Another reason for the hesitation to use argumentation activities may be that arguing well is challenging for students. College and high school students have difficulty judging argument quality but do respond positively to various interventions, including engaging in argument with peers, media tutorials and scaffolding (Kuhn, D., Zillmer, N., Crowell, A., & Zavala, J., 2013; Larson, Britt & Kurby, 2009; Wilson, K., & Devereux, L. 2014).
This poster presentation summarizes just such interventions. Following from the concept-based language instruction claim that learners need to internalize the systematic, scientific principles that underpin linguistic phenomena of interest via working with their materializations, salient features of arguments are shown as flow charts, diagrams, pictures and maps, to form SCOBAs, or schema for the orienting basis of action (Gal’perin, 1989; Hadidi, 2021; Lantolf and Thorne, 2006).

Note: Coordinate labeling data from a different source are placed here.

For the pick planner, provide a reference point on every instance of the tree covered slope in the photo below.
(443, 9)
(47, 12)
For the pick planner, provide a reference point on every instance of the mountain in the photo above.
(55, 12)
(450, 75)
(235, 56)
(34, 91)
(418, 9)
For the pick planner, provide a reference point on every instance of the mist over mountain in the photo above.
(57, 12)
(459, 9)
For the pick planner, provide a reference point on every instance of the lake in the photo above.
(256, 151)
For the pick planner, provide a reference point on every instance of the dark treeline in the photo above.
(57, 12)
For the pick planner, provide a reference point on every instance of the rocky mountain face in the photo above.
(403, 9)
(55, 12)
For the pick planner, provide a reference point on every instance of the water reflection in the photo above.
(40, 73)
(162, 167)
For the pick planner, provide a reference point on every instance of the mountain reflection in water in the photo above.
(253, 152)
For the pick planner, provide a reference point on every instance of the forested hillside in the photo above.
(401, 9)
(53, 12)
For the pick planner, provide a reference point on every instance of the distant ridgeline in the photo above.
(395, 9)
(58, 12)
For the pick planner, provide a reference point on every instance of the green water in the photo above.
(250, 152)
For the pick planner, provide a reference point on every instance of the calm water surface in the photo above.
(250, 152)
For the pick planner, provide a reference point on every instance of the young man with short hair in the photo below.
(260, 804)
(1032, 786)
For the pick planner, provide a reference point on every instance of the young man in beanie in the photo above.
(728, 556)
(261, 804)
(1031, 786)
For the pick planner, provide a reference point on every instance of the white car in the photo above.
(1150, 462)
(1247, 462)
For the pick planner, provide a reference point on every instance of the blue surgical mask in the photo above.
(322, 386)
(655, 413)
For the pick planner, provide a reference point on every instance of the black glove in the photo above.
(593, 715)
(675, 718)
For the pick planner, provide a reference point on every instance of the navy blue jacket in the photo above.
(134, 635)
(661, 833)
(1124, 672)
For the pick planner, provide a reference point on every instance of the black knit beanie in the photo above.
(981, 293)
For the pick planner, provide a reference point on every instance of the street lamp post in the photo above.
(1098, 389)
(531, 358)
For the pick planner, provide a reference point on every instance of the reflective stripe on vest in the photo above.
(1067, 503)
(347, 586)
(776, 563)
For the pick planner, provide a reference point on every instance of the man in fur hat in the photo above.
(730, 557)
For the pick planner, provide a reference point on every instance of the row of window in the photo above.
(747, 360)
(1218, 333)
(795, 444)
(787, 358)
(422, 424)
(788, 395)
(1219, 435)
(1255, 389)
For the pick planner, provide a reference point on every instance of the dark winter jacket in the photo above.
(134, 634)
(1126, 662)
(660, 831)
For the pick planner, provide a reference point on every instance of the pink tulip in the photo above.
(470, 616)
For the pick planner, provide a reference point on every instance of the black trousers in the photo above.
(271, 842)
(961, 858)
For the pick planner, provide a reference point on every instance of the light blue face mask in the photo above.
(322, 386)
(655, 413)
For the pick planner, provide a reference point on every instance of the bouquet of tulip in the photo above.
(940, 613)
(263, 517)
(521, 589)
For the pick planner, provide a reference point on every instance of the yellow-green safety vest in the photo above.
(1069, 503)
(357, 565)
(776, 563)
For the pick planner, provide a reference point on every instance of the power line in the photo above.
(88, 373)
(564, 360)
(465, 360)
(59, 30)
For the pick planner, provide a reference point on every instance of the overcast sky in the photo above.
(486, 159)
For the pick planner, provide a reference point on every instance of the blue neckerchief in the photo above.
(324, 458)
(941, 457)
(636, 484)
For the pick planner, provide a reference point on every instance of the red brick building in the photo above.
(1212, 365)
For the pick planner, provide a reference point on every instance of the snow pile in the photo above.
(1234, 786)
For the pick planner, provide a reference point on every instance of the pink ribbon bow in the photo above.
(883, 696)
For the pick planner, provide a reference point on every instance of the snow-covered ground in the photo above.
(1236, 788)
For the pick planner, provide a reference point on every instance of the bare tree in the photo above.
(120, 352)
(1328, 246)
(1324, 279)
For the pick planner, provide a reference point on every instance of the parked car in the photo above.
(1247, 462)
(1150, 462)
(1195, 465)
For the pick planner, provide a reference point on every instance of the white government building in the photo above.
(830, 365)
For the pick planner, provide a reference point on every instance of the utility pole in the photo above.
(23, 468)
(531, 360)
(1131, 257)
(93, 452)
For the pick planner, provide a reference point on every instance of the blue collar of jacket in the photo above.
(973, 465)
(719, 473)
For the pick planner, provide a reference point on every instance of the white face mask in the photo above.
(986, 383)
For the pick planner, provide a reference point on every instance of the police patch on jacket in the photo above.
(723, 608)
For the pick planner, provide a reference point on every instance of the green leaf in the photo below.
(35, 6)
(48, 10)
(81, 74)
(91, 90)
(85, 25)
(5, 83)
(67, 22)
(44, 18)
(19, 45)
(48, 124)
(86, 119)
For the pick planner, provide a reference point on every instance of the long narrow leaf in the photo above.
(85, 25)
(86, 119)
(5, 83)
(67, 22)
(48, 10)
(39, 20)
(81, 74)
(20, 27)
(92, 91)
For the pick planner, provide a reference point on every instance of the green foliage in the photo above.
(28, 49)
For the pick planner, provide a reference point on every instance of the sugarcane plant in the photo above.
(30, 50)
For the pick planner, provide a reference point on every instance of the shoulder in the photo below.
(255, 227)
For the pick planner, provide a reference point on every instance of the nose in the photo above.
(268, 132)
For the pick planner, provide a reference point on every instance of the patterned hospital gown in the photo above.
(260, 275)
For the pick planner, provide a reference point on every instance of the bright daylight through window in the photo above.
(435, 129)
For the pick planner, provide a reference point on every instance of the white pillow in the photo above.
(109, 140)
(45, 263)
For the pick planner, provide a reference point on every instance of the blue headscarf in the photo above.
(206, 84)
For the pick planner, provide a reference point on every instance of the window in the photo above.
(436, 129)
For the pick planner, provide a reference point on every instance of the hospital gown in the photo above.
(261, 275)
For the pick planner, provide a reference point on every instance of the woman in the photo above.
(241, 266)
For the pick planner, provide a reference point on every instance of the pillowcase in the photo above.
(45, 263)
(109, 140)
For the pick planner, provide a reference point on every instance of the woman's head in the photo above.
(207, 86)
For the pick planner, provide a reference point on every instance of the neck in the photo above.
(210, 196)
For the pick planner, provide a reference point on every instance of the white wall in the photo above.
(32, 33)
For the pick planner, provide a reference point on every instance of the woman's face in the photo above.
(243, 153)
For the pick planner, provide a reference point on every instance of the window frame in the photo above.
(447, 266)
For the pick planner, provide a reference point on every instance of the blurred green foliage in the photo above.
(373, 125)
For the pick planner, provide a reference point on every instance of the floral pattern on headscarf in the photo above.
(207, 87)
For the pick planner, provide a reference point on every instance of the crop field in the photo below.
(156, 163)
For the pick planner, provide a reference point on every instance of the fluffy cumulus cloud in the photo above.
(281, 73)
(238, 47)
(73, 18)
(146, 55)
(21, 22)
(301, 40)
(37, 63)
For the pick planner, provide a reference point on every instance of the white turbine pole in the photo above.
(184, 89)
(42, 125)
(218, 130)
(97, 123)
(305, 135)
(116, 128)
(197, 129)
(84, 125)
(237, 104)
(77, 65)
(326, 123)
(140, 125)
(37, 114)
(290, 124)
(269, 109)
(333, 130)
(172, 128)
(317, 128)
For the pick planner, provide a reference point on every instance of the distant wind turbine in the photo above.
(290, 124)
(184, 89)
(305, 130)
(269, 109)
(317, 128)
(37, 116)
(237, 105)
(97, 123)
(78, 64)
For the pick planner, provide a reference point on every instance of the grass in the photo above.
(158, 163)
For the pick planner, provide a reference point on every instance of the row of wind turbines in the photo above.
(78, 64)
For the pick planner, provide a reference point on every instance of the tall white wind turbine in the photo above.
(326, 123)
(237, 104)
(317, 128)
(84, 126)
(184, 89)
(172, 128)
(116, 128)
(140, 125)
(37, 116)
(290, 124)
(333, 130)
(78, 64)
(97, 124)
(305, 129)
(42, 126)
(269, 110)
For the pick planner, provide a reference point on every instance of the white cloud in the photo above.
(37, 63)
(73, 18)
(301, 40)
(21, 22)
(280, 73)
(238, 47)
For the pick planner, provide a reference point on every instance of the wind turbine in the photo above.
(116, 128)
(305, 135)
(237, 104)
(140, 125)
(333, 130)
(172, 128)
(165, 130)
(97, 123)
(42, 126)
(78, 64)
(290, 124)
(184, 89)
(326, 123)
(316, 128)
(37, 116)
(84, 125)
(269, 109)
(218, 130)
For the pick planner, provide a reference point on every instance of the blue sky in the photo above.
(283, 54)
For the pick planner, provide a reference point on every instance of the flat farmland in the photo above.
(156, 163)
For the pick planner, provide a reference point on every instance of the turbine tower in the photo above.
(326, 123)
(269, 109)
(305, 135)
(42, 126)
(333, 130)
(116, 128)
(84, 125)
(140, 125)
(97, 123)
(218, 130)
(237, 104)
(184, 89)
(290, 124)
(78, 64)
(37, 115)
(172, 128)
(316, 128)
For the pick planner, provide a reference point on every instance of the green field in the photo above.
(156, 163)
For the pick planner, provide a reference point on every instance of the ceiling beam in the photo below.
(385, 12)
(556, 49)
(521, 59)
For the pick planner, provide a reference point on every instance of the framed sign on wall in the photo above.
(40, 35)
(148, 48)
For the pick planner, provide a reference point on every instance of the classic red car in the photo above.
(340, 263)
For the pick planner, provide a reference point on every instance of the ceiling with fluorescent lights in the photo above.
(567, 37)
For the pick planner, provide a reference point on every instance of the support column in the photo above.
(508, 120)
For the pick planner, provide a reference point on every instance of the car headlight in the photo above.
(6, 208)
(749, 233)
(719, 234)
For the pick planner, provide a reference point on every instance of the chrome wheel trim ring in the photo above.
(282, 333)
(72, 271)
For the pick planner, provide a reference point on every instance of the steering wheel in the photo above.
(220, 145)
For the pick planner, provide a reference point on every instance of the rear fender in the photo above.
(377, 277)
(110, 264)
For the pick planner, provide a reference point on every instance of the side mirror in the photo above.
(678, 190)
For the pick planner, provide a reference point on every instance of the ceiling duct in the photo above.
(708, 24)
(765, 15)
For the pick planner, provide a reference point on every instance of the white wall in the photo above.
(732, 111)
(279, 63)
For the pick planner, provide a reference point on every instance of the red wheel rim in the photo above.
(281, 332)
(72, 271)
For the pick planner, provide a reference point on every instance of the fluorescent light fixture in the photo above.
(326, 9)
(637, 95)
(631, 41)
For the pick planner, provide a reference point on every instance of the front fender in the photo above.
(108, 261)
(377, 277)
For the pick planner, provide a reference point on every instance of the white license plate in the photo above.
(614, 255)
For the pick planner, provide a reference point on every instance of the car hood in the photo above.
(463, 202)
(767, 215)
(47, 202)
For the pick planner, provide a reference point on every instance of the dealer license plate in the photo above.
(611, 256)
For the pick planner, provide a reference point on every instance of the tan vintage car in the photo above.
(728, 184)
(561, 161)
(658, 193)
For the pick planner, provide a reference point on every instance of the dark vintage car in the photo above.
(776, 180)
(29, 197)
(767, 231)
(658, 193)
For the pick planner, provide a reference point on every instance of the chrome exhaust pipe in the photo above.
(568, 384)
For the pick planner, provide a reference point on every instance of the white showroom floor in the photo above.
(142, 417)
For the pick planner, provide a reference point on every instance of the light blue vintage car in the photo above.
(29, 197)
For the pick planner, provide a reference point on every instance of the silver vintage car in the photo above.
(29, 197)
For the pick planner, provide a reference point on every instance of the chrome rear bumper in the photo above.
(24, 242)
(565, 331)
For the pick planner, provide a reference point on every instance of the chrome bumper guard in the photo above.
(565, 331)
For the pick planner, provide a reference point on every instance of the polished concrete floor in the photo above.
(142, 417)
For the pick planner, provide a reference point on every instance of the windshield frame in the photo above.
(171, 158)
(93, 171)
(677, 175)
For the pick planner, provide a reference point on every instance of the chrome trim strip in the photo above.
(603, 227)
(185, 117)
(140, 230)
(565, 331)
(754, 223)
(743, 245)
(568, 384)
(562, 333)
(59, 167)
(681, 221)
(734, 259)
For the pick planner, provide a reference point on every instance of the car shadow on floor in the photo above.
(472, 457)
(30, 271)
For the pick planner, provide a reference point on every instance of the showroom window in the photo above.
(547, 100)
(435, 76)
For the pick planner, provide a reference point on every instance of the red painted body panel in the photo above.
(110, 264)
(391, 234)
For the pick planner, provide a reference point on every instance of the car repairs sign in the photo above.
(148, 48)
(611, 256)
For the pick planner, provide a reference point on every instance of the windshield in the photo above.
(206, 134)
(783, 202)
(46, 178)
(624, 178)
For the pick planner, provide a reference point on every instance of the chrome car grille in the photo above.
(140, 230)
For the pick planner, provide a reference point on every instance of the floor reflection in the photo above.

These features include common lines of argument (e.g. cause to effect, effect to cause, sign, generalization), their elements (i.e. evidence, claim, warrant, qualifier, etc.), how the elements interact and, most importantly, a variety of arguments relevant to college-aged learners. What is the best book or movie for someone who wants to understand Japanese culture? What is marriage? Is it marriage good or bad? Should people get married? Should I get married?
Participants can see and learn how arguments are structured, how they function, and how they enrich SLA classrooms of almost any level, background and topic.